Artist: Thomas C. Corner, Oil on Canvas
Edward Nathaniel Brush was an American
physician and a renown editor of medical and psychiatric journals. He was born
in Erie County, New York, and attended public and private schools. He entered
the Department of Medicine of the University of Buffalo, where he graduated in
1874. In 1871, while still in residency, he began working under the famous
physician, Dr. Julius Miner, professor of Surgery, and owner of The Buffalo
Journal of Medicine and Surgery.
After receiving his medical degree,
Brush opened a private practice in the city of Buffalo, New York. While there
he served as editor for 'The Buffalo Journal of Medicine and Surgery' from 1874
to 1878, and published four articles in this medical journal. He lectured on
the subject of electro-therapeutics at the University of Buffalo Medical School
from 1877 to 1879, and was also a visiting physician at the Sisters of Charity
Hospital in Buffalo at that same time. In 1878, he accepted the position of
assistant physician at the Utica State Hospital, and practiced inpatient psychiatry
there until 1884. At the time, Utica State Hospital owned and published
The American Journal of
Insanity, with John Gray, as its editor. While employed with
Utica, Brush became associate editor of the journal.

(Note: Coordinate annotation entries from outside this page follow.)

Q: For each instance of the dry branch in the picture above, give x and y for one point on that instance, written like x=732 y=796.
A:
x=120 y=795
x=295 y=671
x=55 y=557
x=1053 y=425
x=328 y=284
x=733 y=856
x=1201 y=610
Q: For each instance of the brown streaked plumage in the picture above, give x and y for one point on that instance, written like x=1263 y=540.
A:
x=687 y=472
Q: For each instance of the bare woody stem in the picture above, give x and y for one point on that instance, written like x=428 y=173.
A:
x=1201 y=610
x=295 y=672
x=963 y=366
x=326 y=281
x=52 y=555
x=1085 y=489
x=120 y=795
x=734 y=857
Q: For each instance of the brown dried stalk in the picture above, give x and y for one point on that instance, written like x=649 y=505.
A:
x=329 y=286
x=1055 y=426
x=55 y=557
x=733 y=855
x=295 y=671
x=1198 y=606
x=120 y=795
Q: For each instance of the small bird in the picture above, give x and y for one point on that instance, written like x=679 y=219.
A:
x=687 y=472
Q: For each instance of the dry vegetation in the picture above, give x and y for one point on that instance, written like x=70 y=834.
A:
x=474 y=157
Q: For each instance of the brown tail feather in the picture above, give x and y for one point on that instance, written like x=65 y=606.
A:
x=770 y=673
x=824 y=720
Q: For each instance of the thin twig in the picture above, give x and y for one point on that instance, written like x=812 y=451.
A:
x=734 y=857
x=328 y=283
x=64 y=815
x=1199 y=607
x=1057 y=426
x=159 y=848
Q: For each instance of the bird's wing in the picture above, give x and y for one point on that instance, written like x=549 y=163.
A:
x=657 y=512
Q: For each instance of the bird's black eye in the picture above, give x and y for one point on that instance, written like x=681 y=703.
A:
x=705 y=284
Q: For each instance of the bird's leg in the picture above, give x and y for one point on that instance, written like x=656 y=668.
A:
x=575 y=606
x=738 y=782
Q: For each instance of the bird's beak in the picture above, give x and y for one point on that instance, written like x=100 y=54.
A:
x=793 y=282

In 1884, his former colleague at
Utica, John Chapin, was called to the Institute of the Pennsylvania Hospital in Philadelphia
to become physician-in-chief of the Department of the Insane. Chapin invited
Brush to join him in Philadelphia as his assistant physician, and Brush
graciously accepted the offer. There he worked for two years under Dr. Chaplin,
all the while he continued working with the editorial board of The American Journal of
Insanity. Sheppard-Pratt Hospital, a private mental hospital in Baltimore, Maryland, opened in
1891, and Brush accepted the job as new physician-in-chief of the facility. He
stayed there until his retirement from formal practice in 1920. Also during
this time he resumed his academic work, and was a professor of psychiatry at
the College of Physicians and Surgeons in Baltimore, from 1899 to 1915. He
continued to serve on the editorial Board and as editor of The American Journal
of Insanity, which became The American Journal of Psychiatry in 1921 when it was
bought by the American Psychiatric Association (APA).
Brush was active in psychiatric and
mental health activities throughout his professional life. His editorial
positions gave him a window on psychiatric activities in the country. He was
influential among psychiatric and lay groups. He joined the American
Neurological Association in 1890. He served as President of the Baltimore Medical
Society in 1908, and the Medical Chirurgical Society of Maryland in 1904-1905.
He was an honorary member of the Medico-Psychological Association of Great
Britain and Ireland, an honorary member of the Société Royale de Médecine
Mentale de Belgique, and was a Foreign Associate member of the Société
Médico-Psychologique in Paris. He sat as President of the American Psychiatric Association from 1915 to 1916.
In 1908, Dr. Brush donated all of the bricks for the facade of the new building, according to an article in the Maryland Medical Journal, Volume 34, No. 5.
At the annual meeting of the American Psychiatric Association (APA) in 1921, Dr. Brush, moved
that Benjamin Rush's picture should become the emblem of the Association, which had
just recently changed its name. The APA has maintained that same portrait of
Rush since that time.
In 1932, at the 40th meeting of the
American Psychiatric Association, the annual dinner honored Brush on his 80th
birthday. He was presented with a vellum scroll of appreciation for his 41
years on the editorial board The American Journal of Psychiatry, serving as
Editor in Chief for 23 years. After his retirement from Sheppard-Pratt
Hospital, Brush remained in Baltimore until his death from pneumonia in 1933.